Falling Cardiovascular Mortality in Heart Failure With Reduced Ejection Fraction and Implications for Clinical Trials.
Rush CJ., Campbell RT., Jhund PS., Connolly EC., Preiss D., Gardner RS., Petrie MC., McMurray JJV.
OBJECTIVES: This study examined the trends in the relative contributions of cardiovascular and noncardiovascular mortality to total mortality according to use of beta-blockers in clinical trials of patients with heart failure with reduced ejection fraction (HF-REF). BACKGROUND: With the increasingly widespread use of disease-modifying therapies, particularly beta-blockers, in HF-REF, the proportion of patients dying from cardiovascular causes is likely to be decreasing. METHODS: In a systematic review, 2 investigators independently searched online databases to identify clinical trials including >400 patients with chronic heart failure published between 1986 and 2014 and that adjudicated cause of death.
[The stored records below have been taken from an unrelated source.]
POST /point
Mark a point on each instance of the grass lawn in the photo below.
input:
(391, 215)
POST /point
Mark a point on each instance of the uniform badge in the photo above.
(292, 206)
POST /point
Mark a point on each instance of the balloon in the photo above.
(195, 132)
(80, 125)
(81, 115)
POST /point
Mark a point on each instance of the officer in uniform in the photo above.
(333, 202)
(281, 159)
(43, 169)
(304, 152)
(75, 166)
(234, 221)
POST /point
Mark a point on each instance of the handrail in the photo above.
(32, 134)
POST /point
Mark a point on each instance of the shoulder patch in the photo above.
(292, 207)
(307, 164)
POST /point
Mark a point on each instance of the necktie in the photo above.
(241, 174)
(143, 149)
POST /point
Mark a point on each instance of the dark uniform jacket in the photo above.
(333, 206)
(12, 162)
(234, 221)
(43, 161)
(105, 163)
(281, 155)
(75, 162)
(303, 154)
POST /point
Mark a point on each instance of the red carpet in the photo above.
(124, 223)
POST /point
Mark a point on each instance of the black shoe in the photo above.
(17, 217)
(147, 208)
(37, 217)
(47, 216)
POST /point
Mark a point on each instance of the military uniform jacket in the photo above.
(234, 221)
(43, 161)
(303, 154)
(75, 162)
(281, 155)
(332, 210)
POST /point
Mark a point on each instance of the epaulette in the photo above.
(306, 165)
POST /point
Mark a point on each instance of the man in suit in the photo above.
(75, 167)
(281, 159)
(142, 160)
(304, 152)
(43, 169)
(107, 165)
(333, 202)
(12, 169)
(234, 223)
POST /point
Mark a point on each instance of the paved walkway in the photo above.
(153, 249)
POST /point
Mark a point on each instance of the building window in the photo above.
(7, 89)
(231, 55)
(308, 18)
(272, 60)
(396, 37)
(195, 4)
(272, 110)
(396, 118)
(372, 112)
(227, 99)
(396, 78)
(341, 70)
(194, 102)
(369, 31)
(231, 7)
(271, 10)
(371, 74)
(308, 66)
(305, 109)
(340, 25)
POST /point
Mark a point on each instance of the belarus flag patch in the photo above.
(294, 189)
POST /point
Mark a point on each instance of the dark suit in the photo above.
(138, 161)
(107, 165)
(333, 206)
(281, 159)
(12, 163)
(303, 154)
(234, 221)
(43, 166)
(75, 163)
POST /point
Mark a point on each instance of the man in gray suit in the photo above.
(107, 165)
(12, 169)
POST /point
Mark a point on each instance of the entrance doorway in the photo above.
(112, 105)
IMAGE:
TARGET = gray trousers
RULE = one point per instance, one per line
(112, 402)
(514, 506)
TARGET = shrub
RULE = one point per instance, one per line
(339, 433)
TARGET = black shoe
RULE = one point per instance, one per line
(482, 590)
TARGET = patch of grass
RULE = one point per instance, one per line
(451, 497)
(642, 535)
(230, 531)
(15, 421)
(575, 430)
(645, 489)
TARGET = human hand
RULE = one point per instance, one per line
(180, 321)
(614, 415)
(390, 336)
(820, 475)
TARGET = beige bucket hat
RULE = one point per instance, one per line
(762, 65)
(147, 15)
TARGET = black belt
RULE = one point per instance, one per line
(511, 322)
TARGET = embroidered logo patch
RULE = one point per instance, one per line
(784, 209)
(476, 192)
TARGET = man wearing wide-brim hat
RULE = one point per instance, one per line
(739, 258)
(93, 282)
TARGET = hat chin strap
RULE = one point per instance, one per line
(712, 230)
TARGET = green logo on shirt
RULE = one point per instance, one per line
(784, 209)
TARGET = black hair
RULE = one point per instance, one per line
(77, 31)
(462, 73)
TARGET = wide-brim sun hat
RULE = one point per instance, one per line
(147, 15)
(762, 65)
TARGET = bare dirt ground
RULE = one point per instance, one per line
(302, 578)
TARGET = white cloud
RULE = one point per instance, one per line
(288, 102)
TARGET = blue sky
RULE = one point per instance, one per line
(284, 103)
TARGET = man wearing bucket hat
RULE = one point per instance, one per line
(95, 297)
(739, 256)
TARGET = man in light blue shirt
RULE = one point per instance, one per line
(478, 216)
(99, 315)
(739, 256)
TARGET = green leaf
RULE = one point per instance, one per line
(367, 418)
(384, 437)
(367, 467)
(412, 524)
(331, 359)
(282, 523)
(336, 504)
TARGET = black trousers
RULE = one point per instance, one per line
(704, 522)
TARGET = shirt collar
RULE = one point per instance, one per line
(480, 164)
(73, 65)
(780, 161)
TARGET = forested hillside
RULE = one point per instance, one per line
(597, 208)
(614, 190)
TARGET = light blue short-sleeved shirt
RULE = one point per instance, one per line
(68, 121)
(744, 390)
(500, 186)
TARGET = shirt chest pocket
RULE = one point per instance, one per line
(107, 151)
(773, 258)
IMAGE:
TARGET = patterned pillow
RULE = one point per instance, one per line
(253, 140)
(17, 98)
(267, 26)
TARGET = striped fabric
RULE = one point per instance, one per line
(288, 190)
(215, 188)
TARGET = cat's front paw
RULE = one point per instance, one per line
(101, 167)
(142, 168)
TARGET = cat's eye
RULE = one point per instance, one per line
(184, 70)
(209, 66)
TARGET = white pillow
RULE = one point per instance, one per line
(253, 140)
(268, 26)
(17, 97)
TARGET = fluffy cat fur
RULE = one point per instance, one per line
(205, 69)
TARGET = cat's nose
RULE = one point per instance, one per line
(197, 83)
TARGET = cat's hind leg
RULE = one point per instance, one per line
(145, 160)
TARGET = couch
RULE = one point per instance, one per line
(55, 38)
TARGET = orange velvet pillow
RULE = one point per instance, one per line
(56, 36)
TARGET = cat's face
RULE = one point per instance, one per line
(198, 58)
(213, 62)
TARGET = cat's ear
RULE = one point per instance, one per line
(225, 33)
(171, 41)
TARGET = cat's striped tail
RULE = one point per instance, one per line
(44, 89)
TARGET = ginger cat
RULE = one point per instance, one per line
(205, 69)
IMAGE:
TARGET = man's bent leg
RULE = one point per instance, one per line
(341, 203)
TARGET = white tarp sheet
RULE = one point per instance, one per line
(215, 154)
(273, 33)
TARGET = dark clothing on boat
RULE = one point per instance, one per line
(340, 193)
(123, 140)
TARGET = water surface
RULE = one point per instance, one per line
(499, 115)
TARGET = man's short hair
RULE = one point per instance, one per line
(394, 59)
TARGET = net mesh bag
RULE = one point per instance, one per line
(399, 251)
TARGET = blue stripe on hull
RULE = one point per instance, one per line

Trials were divided into 3 groups on the basis of the proportion of patients treated with a beta-blocker (<33% [low], 33% to 66% [medium], and >66% [high]). Percentages of total deaths adjudicated as cardiovascular or noncardiovascular were calculated by weighted means and weighted standard deviations. Weighted Student t tests were used to compare results between groups. RESULTS: Sixty-six trials met the inclusion criteria with a total of 136,182 patients and 32,140 deaths. There was a sequential increase in the percentage of noncardiovascular deaths with increasing beta-blocker use from 11.4% of all deaths in trials with low beta-blocker use to 19.1% in those with high beta-blocker use (p < 0.001). CONCLUSIONS: In trials of patients with HF-REF, the proportion of deaths adjudicated as cardiovascular has decreased. Cardiovascular mortality, and not all-cause mortality, should be used as an endpoint for trials of new treatments for HF-REF.